Bu şehir insanı hayli
yoruyor.
Bu şehir insanı hep
kandırıyor.
Candan Erçetin ile
Ceza'nın güzel düeti "Bu Şehir" şarkısı vardı zihnimde. Bu şehire gelirken...
2600 yıllık dünyanın
uygarlık merkezlerinden birisinin topraklarına ayak basıyorum. Ve 2600 yıldır
dünya jeopolitiğinin tam ortasında "Bu Şehir". Uğruna onlarca savaş yapılmış.
Üzerinde farklı imparatorluklar yaşamış. Değişik dinleri topraklarında
barındırmış. Sayısız şair bu şehir için şiirler yazmış. Onlarca yazar ve seyyah
bu şehri kitaplarında yaşatmış. Bir çok besteci şarkılar bestelemiş. Kimisine
göre nazlı bir kız, kimisine göre hüzünlü bir gelin, kimisine göre ise hayat
dolu bir anne. Ne derseniz deyin muhtemelen İstanbul dünyanın en güzel
şehirlerinden birisi. Belki de en güzeli...
Benim için ise Orhan
Veli'nin o unutulmaz şiiri "İstanbulu Dinliyorum" demek bu büyülü
şehir. Belki de şairin dediği gibi gözlerimiz kapalı dinlemeliyiz İstanbul'u.

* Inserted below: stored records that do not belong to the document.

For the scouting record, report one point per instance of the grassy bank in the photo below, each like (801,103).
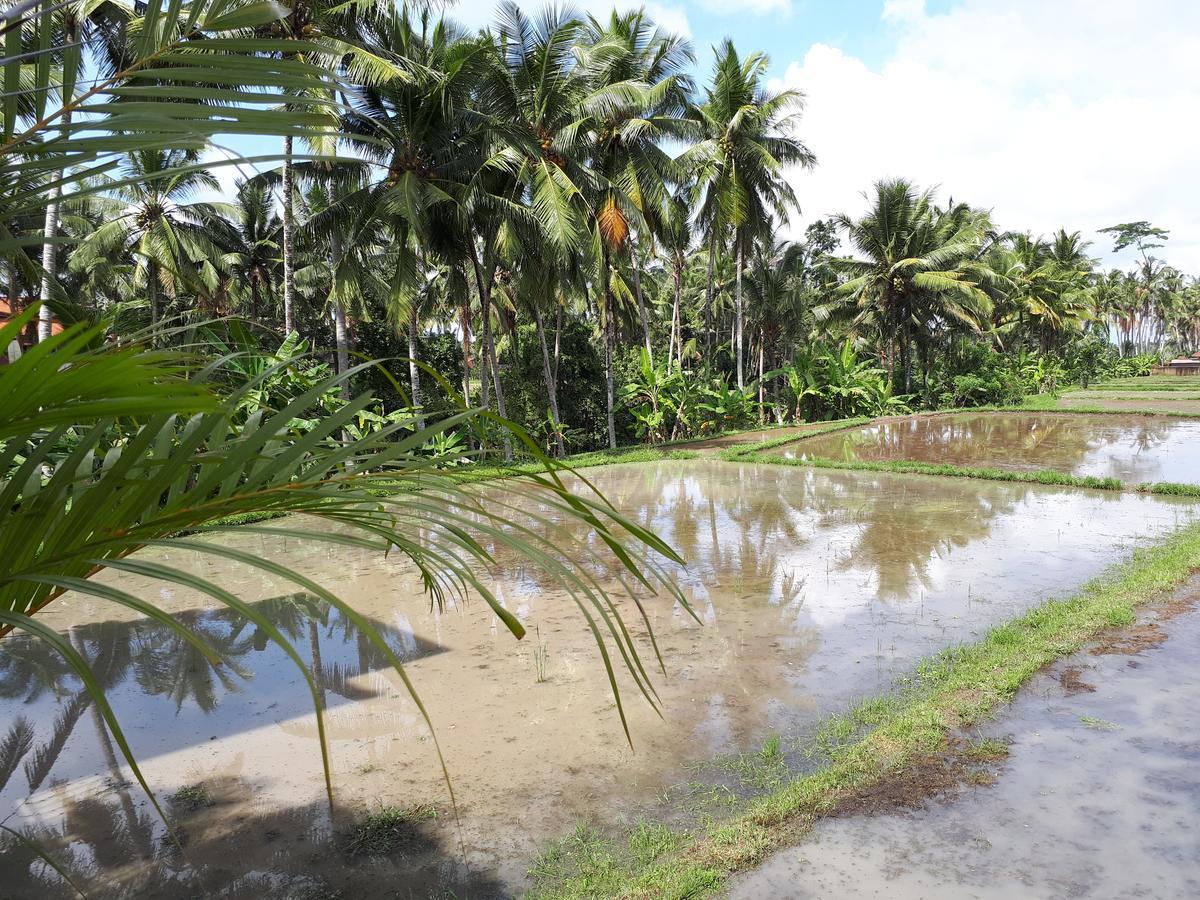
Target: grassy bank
(879,739)
(913,467)
(491,471)
(738,451)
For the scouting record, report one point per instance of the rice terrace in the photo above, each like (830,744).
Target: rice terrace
(492,450)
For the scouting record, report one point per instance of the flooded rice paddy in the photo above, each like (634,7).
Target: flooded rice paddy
(813,588)
(1098,798)
(753,437)
(1133,449)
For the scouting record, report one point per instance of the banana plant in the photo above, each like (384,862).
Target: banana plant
(189,462)
(651,397)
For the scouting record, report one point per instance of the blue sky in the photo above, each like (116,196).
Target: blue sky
(1050,113)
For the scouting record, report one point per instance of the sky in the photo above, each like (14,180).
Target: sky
(1054,114)
(1073,114)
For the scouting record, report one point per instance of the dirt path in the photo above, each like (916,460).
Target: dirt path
(1099,795)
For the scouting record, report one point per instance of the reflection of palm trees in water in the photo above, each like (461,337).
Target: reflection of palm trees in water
(904,523)
(162,665)
(1013,439)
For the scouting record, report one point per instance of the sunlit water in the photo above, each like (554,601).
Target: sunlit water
(1133,449)
(1099,798)
(813,588)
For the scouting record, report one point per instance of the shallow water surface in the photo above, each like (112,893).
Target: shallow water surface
(811,588)
(1133,449)
(1099,798)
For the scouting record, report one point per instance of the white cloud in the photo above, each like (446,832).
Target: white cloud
(669,16)
(1073,113)
(903,10)
(755,7)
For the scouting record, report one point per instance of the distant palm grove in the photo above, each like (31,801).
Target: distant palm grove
(580,223)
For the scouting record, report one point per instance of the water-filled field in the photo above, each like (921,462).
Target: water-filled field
(1133,449)
(810,588)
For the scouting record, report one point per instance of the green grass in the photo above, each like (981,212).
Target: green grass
(739,450)
(387,828)
(913,467)
(490,471)
(190,798)
(1170,487)
(881,737)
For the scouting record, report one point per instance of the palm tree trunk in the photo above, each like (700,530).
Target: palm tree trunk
(490,361)
(153,292)
(739,318)
(341,336)
(558,339)
(51,252)
(677,277)
(708,299)
(610,351)
(289,268)
(342,342)
(465,328)
(762,345)
(551,383)
(641,306)
(16,307)
(414,371)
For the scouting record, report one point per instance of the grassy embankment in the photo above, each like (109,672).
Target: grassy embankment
(881,738)
(756,453)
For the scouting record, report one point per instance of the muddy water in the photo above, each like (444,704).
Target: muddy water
(753,437)
(1133,449)
(813,588)
(1099,798)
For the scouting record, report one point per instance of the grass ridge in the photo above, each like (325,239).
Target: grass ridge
(959,687)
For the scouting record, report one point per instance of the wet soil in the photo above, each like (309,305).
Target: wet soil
(753,437)
(1133,449)
(813,589)
(1098,796)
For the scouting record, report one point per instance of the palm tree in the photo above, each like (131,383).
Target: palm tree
(637,95)
(748,143)
(83,495)
(426,144)
(253,258)
(151,216)
(918,264)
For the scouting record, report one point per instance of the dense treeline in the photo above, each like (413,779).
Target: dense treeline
(576,231)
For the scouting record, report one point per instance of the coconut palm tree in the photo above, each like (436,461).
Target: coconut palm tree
(917,264)
(151,215)
(83,495)
(253,258)
(748,142)
(637,95)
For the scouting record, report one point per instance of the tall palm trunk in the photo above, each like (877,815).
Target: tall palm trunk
(289,267)
(762,346)
(465,328)
(641,306)
(547,373)
(708,298)
(610,352)
(490,363)
(16,309)
(414,371)
(153,291)
(341,333)
(342,342)
(51,250)
(739,317)
(558,339)
(677,277)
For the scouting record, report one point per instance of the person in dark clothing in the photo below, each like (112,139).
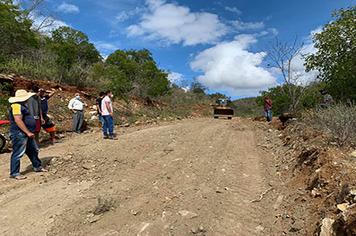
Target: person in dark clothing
(22,128)
(34,107)
(327,100)
(48,125)
(268,108)
(98,107)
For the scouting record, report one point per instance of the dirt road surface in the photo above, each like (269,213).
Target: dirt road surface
(192,177)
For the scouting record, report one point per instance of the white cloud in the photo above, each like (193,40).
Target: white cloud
(230,66)
(100,45)
(105,48)
(68,8)
(176,24)
(175,78)
(239,25)
(125,15)
(233,10)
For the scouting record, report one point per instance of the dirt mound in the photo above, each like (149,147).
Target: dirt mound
(182,178)
(323,178)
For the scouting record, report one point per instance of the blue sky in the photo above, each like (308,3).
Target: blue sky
(221,43)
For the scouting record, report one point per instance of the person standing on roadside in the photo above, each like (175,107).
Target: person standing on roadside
(268,108)
(47,125)
(107,114)
(98,107)
(34,106)
(22,128)
(77,107)
(327,99)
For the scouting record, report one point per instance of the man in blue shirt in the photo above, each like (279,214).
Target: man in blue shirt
(22,128)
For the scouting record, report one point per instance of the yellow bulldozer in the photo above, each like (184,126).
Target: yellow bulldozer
(222,110)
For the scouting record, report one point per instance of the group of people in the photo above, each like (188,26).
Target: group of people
(28,113)
(104,109)
(105,113)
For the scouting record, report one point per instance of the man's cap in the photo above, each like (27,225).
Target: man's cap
(21,95)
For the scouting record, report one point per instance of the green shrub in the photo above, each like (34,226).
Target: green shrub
(338,121)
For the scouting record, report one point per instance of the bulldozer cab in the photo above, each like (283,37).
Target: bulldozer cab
(222,110)
(222,102)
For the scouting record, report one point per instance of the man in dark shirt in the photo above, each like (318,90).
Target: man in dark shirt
(268,108)
(47,125)
(98,107)
(34,107)
(22,128)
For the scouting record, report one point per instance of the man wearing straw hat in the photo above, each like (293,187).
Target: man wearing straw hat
(22,128)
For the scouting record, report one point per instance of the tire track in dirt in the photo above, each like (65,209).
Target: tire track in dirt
(171,180)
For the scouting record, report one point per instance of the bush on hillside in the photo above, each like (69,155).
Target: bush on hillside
(338,121)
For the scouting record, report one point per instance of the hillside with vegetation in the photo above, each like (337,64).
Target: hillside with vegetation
(66,57)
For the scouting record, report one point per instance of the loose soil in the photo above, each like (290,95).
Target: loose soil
(191,177)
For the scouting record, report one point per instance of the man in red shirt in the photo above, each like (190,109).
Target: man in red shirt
(268,108)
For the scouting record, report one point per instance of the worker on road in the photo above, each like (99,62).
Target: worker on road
(48,124)
(107,112)
(268,108)
(76,105)
(22,128)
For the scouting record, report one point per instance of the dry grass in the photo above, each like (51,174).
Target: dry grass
(338,121)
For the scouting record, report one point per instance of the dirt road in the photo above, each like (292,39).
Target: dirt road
(193,177)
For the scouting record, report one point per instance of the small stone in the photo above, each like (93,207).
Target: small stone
(135,212)
(326,228)
(259,229)
(188,214)
(315,193)
(343,207)
(353,154)
(87,166)
(111,233)
(94,219)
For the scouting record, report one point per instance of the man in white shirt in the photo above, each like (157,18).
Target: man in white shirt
(107,114)
(77,107)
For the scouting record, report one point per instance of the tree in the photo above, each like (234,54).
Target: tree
(15,30)
(140,68)
(281,56)
(197,88)
(73,50)
(111,77)
(335,58)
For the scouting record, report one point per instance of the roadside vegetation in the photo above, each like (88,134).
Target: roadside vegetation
(66,56)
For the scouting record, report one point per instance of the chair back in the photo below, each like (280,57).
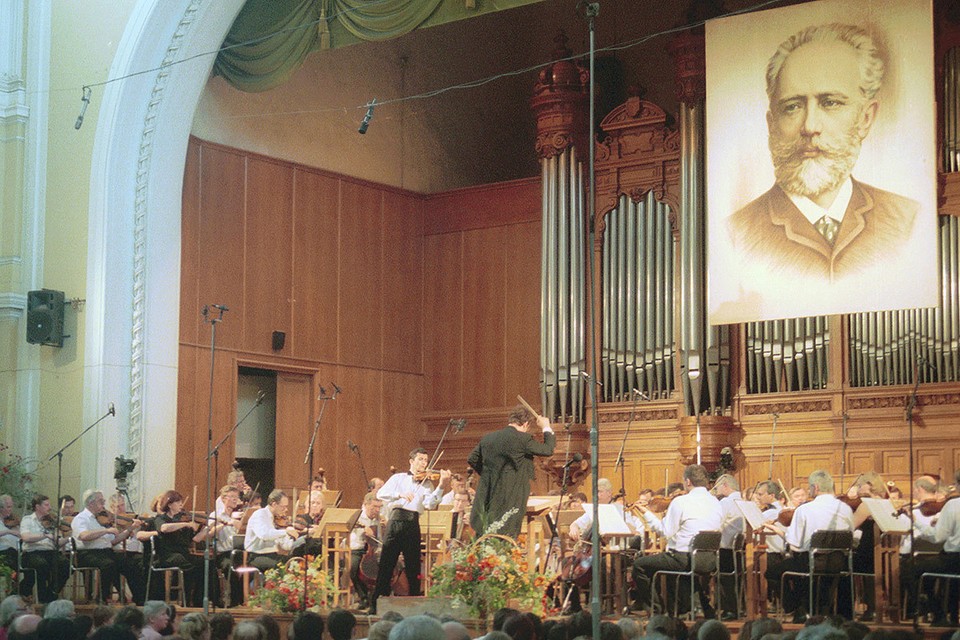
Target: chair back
(830,551)
(705,551)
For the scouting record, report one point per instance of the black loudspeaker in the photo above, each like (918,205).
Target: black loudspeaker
(45,317)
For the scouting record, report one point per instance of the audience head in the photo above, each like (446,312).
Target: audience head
(59,609)
(307,625)
(249,630)
(340,624)
(417,628)
(381,630)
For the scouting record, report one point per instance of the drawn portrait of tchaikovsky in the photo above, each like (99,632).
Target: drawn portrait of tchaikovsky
(819,234)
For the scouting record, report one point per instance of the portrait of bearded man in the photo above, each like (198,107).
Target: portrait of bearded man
(819,240)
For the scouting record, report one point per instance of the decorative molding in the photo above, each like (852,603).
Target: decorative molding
(781,407)
(135,428)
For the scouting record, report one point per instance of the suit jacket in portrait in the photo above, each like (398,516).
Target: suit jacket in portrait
(504,460)
(772,233)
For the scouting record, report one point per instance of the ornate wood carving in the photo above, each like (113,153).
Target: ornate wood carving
(560,103)
(640,153)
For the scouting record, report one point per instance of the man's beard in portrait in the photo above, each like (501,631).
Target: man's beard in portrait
(811,177)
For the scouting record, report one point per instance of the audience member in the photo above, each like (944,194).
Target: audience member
(418,628)
(340,624)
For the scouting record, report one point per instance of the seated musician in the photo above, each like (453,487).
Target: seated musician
(265,541)
(9,535)
(365,532)
(224,526)
(407,495)
(39,533)
(824,512)
(945,531)
(94,542)
(686,516)
(727,488)
(178,531)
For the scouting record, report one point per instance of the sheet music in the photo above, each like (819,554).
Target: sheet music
(751,512)
(885,515)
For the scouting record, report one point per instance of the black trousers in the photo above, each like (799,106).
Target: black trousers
(52,569)
(403,536)
(356,556)
(644,568)
(112,565)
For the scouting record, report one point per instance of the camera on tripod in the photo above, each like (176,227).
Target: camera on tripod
(121,467)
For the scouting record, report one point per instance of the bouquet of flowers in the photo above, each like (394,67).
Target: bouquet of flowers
(488,573)
(282,589)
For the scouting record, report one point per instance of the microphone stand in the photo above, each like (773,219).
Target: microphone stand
(215,452)
(308,460)
(213,321)
(59,456)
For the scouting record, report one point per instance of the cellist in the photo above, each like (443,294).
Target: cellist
(365,539)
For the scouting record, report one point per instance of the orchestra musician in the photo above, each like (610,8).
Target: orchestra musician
(824,512)
(504,460)
(178,531)
(687,515)
(947,532)
(38,532)
(264,539)
(727,488)
(95,541)
(365,532)
(225,526)
(9,535)
(407,497)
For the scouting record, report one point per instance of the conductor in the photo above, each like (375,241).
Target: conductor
(504,460)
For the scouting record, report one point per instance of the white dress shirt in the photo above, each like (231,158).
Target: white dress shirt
(86,521)
(687,516)
(824,512)
(31,525)
(262,536)
(732,522)
(947,529)
(425,497)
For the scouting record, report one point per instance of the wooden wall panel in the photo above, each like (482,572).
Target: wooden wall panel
(484,315)
(220,240)
(402,266)
(295,418)
(316,259)
(268,254)
(521,369)
(190,248)
(361,278)
(443,322)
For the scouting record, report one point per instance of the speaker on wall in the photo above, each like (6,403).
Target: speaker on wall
(45,317)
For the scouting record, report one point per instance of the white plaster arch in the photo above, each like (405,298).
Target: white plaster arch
(133,259)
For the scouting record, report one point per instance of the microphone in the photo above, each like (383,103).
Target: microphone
(577,457)
(367,118)
(83,107)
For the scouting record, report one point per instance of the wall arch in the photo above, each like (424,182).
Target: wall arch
(133,252)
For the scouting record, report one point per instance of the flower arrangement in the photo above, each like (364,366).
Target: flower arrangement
(486,574)
(14,478)
(282,589)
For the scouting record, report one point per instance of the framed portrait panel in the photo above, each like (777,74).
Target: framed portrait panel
(821,160)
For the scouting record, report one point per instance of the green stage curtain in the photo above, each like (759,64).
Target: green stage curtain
(279,34)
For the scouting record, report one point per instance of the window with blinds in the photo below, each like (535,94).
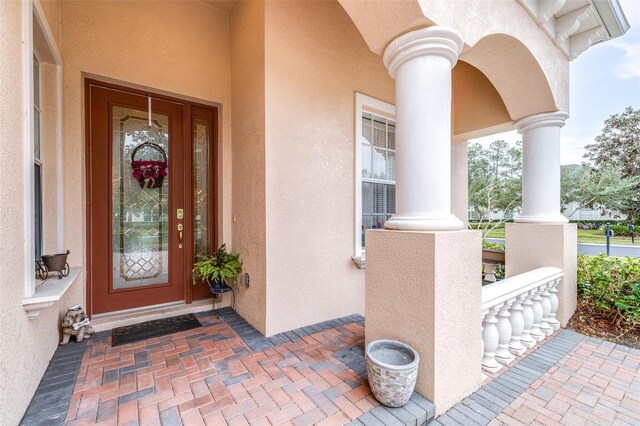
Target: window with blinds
(378,163)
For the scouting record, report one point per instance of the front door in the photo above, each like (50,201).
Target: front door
(140,217)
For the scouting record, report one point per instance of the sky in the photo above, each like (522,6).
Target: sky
(604,81)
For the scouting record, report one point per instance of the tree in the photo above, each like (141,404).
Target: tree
(603,189)
(618,148)
(494,182)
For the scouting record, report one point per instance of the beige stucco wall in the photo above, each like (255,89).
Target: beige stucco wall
(478,20)
(424,288)
(248,92)
(27,346)
(315,60)
(501,40)
(156,52)
(475,103)
(531,246)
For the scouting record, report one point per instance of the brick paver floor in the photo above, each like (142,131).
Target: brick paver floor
(210,376)
(596,383)
(227,373)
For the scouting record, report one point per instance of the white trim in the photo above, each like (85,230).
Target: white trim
(378,107)
(27,131)
(53,48)
(46,30)
(50,292)
(33,10)
(60,162)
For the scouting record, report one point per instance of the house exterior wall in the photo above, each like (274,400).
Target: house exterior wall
(315,62)
(27,345)
(248,93)
(156,52)
(151,53)
(481,20)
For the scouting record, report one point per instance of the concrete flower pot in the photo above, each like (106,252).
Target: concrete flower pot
(392,368)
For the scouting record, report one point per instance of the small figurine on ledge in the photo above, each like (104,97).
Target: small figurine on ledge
(75,323)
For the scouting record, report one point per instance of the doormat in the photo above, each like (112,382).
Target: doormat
(147,330)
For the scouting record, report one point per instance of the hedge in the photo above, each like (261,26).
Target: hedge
(612,286)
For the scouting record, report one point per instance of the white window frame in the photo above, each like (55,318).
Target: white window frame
(33,10)
(364,103)
(40,159)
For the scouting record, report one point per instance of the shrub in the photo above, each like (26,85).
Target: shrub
(596,223)
(612,286)
(618,230)
(492,246)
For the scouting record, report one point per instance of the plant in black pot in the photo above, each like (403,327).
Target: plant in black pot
(218,270)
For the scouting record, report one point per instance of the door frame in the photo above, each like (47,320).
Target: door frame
(214,177)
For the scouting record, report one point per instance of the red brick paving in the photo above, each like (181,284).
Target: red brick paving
(209,376)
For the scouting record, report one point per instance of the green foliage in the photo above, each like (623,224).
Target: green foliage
(492,246)
(618,147)
(220,266)
(495,185)
(596,223)
(612,285)
(618,230)
(603,188)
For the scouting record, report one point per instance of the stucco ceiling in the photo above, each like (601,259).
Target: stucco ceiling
(223,5)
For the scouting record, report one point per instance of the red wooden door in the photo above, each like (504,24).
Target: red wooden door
(136,231)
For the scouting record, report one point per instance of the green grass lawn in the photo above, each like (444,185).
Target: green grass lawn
(584,236)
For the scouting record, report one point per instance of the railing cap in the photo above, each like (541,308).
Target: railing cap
(512,287)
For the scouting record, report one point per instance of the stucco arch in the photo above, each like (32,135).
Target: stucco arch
(476,104)
(515,74)
(504,42)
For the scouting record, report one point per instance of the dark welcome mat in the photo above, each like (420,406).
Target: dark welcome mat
(155,328)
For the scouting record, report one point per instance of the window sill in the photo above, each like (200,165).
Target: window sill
(359,261)
(49,293)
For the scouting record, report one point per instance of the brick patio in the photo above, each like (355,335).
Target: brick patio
(227,373)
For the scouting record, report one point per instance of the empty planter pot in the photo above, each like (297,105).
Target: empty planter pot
(392,368)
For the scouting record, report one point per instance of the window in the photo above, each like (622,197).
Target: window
(37,158)
(375,166)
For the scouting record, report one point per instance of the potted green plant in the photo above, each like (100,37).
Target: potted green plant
(218,270)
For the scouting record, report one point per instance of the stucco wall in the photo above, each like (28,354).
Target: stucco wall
(501,40)
(27,346)
(480,20)
(248,92)
(315,60)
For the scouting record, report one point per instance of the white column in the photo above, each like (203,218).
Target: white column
(541,167)
(460,179)
(421,63)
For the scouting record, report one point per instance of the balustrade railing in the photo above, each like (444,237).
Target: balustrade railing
(517,313)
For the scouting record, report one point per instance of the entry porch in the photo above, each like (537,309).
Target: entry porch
(228,373)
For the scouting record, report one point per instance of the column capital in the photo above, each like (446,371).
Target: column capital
(542,120)
(435,40)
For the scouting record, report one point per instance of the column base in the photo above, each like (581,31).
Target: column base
(534,245)
(424,288)
(447,222)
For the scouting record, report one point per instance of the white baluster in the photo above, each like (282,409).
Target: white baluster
(490,272)
(536,333)
(527,315)
(490,338)
(553,298)
(504,331)
(517,326)
(545,327)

Bende bırakıyorum kendimi bu anaç şehire. Nasıl olsa beni bağrına basacak.
İstiklal Caddesindeki tarihi binalardan birisi olan Mısır Apartmanı'nın önünde
dururken buluyorum kendimi. Sebebini bilmiyorum. Muhtemelen sanat tarihi
içgüdülerim bu mimari harikası binaya çekiyor beni. Küçük Fransız balkonları,
kemerle vurgulanmış ön cephesi ve süslemeleri ile hayranlık uyandıracak kadar
güzel. Mısır apartmanını, televizyonlara çıkıp, birbirinden çirkin binaları
pazarlamaya çalışan antipatik müteahhitlerin yaptığı apartmanlar ile
kıyaslıyorum. Doksan yılda mimari ve estetik anlayışımızın nasıl geriye doğru
gittiği acı bir şekilde yüreğime dokunuyor. Nasıl izin verilir bu yamuk yumuk yeni
binalara. Üzülüyorum. Ama elden ne gelir? Aklıma James F. Clarke'ın güzel sözü
geliyor: "Bir siyasetçi gelecek seçimi, bir devlet adamı ise gelecek
kuşağı düşünür." Sanırım bize de gerçek devlet adamları lazım.
Galata Kulesi'ne gitmem
gerektiğini hatırlıyorum birden. Kısa sayılabilecek yoldan sonra o harika kule
karşımda işte. Galata kulesi bende ona sarılma hissi uyandırıyor her seferinde.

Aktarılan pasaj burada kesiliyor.